SSH to instructional machine troubleshooting:

  • If you’re getting “Connection refused” or “Connection timeout” or other connection errors, try using a different instructional machine between s330-1 and s330-30 (e.g. run ssh s330-7 instead). Note: The Hivemind website can be used to check which instructional machines are busy or offline. You should only utilize the s330 machines.
  • If you’re getting “Connection timeout” or other connection errors, make sure you’re not on the Berkeley-Visitor Wi-Fi network, which blocks SSH connections. If you’re on Berkeley-Visitor, switch to eduroam or turn on the Berkeley VPN.
  1. On the instructional machine terminal, run this command to start the VM: 
    ~cs161/proj1/start

    This command will take about a minute. If it worked, you should see “The virtual machine has been started.”

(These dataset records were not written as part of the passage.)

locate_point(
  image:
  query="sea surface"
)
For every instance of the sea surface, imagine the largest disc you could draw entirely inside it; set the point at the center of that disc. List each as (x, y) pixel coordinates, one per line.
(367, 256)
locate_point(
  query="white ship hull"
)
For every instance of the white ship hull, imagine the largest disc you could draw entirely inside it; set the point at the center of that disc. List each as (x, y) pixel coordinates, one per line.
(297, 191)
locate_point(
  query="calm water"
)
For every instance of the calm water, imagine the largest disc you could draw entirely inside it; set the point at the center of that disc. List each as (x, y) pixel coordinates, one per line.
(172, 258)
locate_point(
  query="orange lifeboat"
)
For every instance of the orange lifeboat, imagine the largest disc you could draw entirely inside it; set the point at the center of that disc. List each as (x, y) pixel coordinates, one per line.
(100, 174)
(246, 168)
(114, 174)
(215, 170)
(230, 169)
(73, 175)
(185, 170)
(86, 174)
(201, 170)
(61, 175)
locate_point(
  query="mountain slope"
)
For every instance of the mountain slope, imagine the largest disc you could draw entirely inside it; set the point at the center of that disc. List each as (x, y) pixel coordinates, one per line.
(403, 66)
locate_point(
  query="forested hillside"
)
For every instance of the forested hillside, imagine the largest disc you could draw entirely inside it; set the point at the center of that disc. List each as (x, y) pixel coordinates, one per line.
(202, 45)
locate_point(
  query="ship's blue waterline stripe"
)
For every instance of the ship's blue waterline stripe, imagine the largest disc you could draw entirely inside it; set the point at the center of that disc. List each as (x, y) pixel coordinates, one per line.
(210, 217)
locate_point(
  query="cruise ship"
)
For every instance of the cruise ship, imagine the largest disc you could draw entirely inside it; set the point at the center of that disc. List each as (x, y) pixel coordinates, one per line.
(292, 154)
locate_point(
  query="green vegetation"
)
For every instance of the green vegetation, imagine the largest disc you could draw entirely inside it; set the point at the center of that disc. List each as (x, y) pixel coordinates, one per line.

  2. Each question (and the customization step) will provide a username and password for logging into the VM. You can SSH into the VM by running the following command on the instructional machine terminal, replacing USERNAME with the username for the question: 
    ~cs161/proj1/ssh USERNAME@pwnable

    It will prompt you for a password to the vulnerable server. If the USERNAME and the password are correct, you should see a prompt starting with pwnable:~$.

You are now ready to begin the project!

Whenever you’re finished with a work session on the project, remember to shut down the VM before logging out of the SSH session by running:

~cs161/proj1/stop

Do not close the terminal window without running the stop command; this could cause setup issues later.